Person C was born with both a penis and a vagina, are they male and female?
Glad to help!
You're suffering from some common misconceptions, namely that genitalia is how sex is defined. It's not! Sex is defined entirely by gametes, because no other definition makes sense across the animal kingdom. The response to all of your questions is, "What gametes do they produce or are organized around producing?".
Chromosomes are how sex is determined in humans, but not how sex is defined. Sex is not defined by sex characteristics. Other species have different sex determination systems, such as the ambient temperature determining the sex of a fetus. Trying to define sex by chromosomes for those species just wouldn't make sense!
To answer your questions for persons A & B, please consult these handy charts:
https://theparadoxinstitute.org/articles/sex-development-charts
You will notice that each viable DSD has male or female listed, because their sex is not ambiguous. Person A would likely have CAIS and therefore be male
Person B would likely be have XX male syndrome and also be male
Person C doesn't exist, as you're imagining; you're suffering from another common misconception. Humans aren't born with fully functional reproductive organs of both sexes. Some species do have that! They have body plans where that is a normal part of development, and you will simultaneously find healthy males, females, and hermaphrodites co-existing (or males+hermaphrodites, or other combinations). Keep in mind that those species still have two sexes, they just have individuals that are male, female, or both sexes (sequentially or simultaneously)

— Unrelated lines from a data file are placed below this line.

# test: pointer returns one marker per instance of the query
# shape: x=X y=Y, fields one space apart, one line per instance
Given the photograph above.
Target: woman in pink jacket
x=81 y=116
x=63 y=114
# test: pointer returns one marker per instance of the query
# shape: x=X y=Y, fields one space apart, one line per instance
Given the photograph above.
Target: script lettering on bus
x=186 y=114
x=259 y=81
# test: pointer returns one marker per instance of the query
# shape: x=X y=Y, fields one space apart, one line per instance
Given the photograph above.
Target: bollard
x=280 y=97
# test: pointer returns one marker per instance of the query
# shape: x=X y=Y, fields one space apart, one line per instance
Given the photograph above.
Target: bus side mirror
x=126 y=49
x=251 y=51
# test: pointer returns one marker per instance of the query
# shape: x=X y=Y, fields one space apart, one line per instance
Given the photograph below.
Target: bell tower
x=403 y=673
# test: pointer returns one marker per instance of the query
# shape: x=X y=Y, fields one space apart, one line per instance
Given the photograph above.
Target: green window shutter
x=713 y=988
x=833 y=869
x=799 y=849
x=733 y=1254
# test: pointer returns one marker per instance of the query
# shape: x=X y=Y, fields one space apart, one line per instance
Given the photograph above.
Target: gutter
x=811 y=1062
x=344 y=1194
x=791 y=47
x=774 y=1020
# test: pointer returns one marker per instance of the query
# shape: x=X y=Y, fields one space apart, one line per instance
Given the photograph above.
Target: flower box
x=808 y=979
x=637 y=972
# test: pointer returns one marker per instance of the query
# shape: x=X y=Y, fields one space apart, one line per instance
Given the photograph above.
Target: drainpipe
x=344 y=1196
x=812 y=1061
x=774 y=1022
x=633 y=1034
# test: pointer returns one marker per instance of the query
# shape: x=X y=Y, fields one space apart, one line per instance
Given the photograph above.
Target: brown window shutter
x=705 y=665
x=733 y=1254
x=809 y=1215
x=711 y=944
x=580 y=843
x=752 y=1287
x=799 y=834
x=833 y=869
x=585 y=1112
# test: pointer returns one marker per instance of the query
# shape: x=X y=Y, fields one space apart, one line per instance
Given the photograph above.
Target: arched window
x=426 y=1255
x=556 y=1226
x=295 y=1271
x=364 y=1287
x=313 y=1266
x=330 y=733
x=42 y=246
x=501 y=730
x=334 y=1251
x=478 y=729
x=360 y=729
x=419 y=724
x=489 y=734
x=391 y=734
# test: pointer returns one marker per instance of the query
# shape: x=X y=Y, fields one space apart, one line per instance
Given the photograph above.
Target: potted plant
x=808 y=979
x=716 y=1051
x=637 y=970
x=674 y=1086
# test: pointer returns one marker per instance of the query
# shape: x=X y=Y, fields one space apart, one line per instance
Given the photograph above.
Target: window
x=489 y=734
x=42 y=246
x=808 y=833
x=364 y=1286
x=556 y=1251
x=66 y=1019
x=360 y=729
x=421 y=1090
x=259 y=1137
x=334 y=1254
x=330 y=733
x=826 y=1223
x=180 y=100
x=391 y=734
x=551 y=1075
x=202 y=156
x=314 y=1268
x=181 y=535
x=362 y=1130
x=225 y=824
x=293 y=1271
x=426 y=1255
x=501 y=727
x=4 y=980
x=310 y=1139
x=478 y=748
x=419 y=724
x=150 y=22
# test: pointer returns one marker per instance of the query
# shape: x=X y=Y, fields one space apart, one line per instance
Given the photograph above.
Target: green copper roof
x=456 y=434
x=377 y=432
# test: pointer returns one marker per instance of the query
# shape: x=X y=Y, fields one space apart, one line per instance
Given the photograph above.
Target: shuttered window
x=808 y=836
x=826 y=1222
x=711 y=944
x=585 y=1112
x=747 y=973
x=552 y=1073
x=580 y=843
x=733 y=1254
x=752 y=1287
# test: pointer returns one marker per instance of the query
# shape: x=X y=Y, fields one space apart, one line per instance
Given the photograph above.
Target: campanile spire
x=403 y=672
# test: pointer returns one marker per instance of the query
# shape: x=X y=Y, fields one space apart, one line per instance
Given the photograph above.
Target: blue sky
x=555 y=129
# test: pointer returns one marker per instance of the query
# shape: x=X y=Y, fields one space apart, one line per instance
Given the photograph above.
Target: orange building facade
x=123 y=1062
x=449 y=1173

Humans are what's known as gonochoric, because we don't have that. You can find humans born with Ovotesticular syndrome, but that still isn't "produces mature gametes of both types". It's "maybe produces gametes of one type, and has a bit of non-functional tissue of the other gamete type, known as streak tissue". Their bodies are still organized around producing one gamete type or the other.
There are two sexes, because there are exactly two types of gametes in anisogamous species. No more, no less. Note that you'll often see mating types confused with sex, but those are not sexes. Those are isogamous species and interesting, but irrelevant to this conversation.
I hope that helped!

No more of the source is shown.